My comfort lies now in flowing feminine skirts with elastic waistbands. They allow my padded midsection to breathe, stretch and grow even larger without the harsh criticism of a button or zipper. Pass me another donut, honey. Sugar makes me giggle.

Look around at the spandex driven women hurrying by on their way to their yoga, tae bo, pilates, weight training, aerobic fantasy land.
Is looking slimmer going to make you a nicer person?
Is looking slimmer going to give you spiritual serenity?
Is looking slimmer going to guarantee acceptance by others?
Stop exercising the exterior and exercise the interior.

I try to exercise being less critical of myself. I try. I make an effort. I haven’t completely gotten there yet.
I am aware.
I am happy I’m aware because once I lived at the center of a dark abyss of self-hatred. I denied myself the joy of appreciating the gifts that I had been given. To look at my reflection was a voyage into the land of pure nit-pickery. I had condemned myself to a world where I could never measure up.

See what I’m saying here? You gotta just get with the program. Take yourself the way you are and fuck ‘em if they can’t take a joke. Whatcha going to do? Spend your whole life trying to please a bunch of yahoos who don’t matter anyway?

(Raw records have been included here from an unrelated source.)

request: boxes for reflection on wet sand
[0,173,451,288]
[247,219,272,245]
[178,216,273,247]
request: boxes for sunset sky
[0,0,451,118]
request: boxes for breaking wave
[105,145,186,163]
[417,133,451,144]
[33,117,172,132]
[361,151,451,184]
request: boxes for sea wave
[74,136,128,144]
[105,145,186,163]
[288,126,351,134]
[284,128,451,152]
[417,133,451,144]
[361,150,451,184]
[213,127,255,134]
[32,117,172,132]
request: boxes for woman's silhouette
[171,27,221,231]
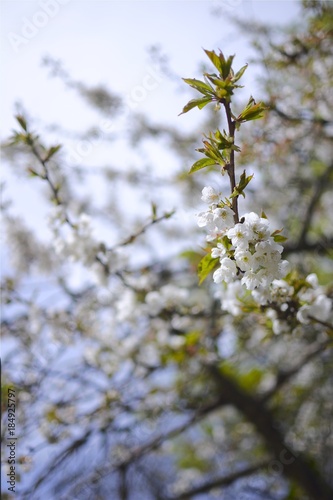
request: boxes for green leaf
[44,144,61,161]
[233,64,248,82]
[230,170,254,198]
[237,96,267,123]
[15,115,28,132]
[183,78,214,95]
[198,253,219,285]
[273,234,288,243]
[178,97,213,116]
[204,49,223,74]
[189,158,217,174]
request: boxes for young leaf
[183,78,214,95]
[178,97,212,116]
[198,253,219,285]
[232,64,248,82]
[237,97,267,123]
[204,49,222,74]
[189,158,216,174]
[15,115,28,132]
[44,144,61,161]
[230,170,253,198]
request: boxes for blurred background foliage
[2,1,333,500]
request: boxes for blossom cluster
[49,206,126,286]
[198,186,289,290]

The eyes of others are cold judges on the home of the loving heart. They see not what’s inside, but look down at the vessel, taking that for its sole worth, wrapping it in designer labeled garb and wrapping that, in shiny cars made in foreign lands. Do they sleep better at night now?

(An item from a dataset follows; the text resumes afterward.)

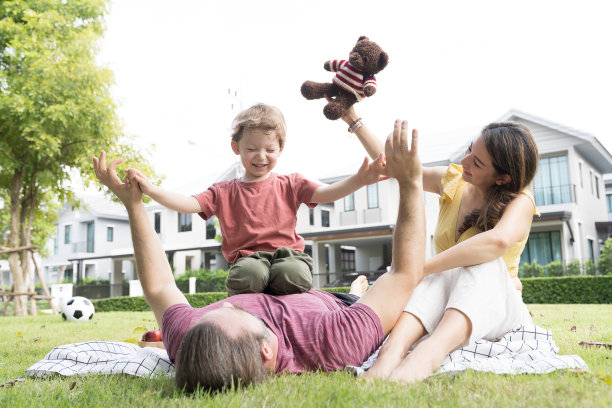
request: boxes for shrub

That is not the way I want to be.
That is not the way I want to encourage others to be.
That is not the way I think children should be raised to be.
That is the road leading to unhappiness.
That is the road leading to disappointment.
That is the road leading to chasing your tail in an endless dance of hell.
And I’ll be damned if I’m going down that road again.
My option is up and I’m taking an exit at everlasting joy and love and making a right turn to a world full of hugs and self acceptance. Yeah!